FINSUM
Volatility & Rising Rates Are Boosting Annuity Sales
Sales of annuities are soaring with second-quarter sales projected to top $74 billion, according to life insurance industry-funded research firm LIMRA. That figure would top the previous record by more than $5 billion set during the financial crisis in 2008. Sales are being driven by fixed-rate deferred annuities, which offer investors a fixed interest rate on their money over a set period. Sales of fixed-rate deferred annuities are expected to come in between $25 billion and $30 billion, a 75% jump from the first quarter. Fixed-rate annuities are considered the safest annuity that investors can purchase since you can't lose the principal. The volatile market has led investors to seek the safety and guaranteed rates of annuities. Plus, with rates rising, investors can now earn even more.

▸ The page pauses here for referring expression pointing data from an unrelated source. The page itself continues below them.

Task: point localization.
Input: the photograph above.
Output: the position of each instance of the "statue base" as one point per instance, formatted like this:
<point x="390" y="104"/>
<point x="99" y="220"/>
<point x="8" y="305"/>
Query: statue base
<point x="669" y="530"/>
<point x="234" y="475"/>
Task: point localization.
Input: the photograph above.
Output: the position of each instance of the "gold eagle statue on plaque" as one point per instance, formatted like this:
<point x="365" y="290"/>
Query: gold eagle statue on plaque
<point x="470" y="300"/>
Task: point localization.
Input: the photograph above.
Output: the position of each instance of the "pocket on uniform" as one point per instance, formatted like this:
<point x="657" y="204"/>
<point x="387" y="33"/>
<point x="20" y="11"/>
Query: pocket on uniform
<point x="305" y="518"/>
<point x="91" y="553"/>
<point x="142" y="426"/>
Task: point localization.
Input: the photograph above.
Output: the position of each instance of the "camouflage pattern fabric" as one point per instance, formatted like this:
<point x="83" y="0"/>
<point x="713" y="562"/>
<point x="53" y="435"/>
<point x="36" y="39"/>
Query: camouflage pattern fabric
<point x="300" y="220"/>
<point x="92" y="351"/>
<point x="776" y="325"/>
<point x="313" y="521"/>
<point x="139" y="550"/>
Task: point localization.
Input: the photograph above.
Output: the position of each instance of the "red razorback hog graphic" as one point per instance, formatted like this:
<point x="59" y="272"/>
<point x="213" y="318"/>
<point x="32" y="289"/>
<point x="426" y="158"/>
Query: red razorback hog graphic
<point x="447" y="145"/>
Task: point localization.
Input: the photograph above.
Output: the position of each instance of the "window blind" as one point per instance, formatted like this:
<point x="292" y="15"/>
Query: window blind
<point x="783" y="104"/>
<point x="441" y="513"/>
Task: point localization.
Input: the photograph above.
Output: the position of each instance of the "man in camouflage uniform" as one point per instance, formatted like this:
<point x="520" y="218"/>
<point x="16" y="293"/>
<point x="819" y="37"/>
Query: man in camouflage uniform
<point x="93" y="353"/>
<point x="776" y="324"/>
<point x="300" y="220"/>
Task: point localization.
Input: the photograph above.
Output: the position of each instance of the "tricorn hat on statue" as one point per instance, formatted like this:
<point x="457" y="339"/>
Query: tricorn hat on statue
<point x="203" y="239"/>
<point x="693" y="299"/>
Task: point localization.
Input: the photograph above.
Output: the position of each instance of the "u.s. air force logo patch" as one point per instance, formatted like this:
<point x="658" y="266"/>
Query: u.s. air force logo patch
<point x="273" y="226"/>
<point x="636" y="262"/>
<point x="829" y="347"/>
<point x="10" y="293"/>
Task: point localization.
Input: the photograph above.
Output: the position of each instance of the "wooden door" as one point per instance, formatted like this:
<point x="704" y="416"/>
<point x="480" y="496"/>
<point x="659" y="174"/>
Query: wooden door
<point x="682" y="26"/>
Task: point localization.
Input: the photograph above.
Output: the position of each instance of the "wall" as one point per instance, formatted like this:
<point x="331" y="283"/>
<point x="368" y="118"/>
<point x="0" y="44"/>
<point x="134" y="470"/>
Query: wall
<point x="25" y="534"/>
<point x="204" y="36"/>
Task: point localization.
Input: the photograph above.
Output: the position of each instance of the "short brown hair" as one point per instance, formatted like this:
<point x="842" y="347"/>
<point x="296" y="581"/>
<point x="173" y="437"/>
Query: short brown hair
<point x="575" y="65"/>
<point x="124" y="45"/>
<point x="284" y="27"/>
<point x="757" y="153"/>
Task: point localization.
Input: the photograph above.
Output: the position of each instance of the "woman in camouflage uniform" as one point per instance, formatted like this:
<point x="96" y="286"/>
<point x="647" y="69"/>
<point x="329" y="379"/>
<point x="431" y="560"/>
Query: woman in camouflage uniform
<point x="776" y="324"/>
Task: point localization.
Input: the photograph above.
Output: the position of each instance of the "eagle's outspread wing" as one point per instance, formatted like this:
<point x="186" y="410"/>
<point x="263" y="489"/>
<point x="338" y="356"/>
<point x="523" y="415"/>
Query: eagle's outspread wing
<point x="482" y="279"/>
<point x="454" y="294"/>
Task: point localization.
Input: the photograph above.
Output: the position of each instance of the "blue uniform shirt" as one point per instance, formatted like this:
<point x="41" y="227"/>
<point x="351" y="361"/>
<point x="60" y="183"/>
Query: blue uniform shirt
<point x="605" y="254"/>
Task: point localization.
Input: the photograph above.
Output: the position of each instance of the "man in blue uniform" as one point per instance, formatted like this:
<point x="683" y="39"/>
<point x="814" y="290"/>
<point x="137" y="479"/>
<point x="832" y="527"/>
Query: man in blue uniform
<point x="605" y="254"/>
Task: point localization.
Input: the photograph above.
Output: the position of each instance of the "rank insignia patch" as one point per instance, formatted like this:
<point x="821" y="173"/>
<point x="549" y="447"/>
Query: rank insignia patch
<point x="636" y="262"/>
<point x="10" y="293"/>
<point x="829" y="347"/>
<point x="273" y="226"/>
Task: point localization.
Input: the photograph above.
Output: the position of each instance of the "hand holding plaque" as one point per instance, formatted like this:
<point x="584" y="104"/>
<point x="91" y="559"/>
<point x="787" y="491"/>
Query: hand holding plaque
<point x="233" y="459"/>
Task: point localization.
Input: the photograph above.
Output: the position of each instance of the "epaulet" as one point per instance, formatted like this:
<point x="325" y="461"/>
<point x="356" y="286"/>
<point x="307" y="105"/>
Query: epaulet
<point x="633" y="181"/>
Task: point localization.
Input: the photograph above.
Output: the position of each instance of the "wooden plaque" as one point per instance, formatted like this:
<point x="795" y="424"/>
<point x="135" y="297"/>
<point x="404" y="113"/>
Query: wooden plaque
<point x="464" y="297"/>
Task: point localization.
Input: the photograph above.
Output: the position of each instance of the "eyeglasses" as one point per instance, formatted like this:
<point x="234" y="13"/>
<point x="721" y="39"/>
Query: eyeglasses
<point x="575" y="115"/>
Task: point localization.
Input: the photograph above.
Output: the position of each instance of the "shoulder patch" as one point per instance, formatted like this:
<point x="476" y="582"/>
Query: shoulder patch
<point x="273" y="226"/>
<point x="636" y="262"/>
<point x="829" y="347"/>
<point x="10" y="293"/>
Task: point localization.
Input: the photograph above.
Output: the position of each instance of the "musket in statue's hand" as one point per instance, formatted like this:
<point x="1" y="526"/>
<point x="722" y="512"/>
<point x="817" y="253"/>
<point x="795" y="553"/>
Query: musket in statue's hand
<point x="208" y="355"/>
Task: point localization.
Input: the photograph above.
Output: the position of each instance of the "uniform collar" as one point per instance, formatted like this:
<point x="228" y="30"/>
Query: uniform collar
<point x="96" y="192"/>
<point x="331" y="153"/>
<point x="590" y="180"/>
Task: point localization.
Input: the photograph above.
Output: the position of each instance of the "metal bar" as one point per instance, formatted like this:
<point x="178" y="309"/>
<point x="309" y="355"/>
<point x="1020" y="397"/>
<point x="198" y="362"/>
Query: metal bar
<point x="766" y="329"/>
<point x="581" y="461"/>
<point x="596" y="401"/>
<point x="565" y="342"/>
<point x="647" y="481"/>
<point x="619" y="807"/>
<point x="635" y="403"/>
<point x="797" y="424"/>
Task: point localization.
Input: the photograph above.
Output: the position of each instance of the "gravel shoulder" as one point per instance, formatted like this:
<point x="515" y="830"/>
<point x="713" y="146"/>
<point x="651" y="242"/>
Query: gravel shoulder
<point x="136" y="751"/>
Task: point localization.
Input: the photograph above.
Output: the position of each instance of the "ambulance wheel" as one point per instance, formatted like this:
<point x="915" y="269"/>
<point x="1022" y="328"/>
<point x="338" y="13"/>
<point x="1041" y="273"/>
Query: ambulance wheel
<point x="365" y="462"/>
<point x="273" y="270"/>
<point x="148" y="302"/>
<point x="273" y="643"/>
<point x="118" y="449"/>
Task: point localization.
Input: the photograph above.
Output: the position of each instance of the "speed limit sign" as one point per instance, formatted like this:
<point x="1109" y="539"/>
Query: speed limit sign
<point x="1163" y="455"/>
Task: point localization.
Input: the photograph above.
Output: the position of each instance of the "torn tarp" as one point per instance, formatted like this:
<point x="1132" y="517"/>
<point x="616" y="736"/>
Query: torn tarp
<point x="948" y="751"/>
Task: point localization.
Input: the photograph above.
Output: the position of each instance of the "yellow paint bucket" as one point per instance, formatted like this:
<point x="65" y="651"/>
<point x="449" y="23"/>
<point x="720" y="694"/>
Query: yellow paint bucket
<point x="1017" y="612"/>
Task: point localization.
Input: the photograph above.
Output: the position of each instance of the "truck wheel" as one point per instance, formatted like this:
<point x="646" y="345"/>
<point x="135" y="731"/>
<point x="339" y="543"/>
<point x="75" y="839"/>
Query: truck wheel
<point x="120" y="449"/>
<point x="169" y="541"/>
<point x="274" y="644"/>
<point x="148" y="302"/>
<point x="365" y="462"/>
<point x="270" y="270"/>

Finsum: Annuity sales, especially sales of fixed-rate annuities, are expected to reach record levels, driven by rising rates and market volatility.
Recession Risk Overblown
The U.S. is facing a significant risk of a recession with the upcoming GDP release Thursday, but experts say this is overblown. Technically a recession is determined by two straight quarters of GDP growth and negative growth in Q1 its possible the U.S. could technically hit this mark. However, the market is pricing in 1% GDP growth for Q2 currently. Additionally, economists say the signs aren’t really there. GDP slowed in Q1 mainly due to government spending, consumption and investment were both positive. Moreover, the labor market is extremely tight. Job openings, payroll growth, and unemployment all point to a robust labor market. However, there have been yield curve inversions which is a leading indicator of recessions.
Finsum: Yield curve inventions could be driven by inflation premium in the two-year treasury and not real recession risk.
BlackRock’s New Models Are Breaking the Glass Ceiling
There has been a whole slew of products to increase equity in the financial world but BlackRock has introduced models that directly target female financial goals. The models are directly trying to think about female financial outcomes along three lines: life expectancy, income gap, and employment gap. Women live longer than men by about five years which affects their financial outcomes. Additionally, they earn less and are less likely to spend time in the workforce due to child labor. These outcomes mean women are systematically under-allocated to equities during critical periods of their life. The goal of these portfolios is to address the specific circumstances that women face at different periods in their life.
Finsum: This is a great insight by BR, and a more aggressive strategy might be needed for women to bridge the gap in their financial outcomes.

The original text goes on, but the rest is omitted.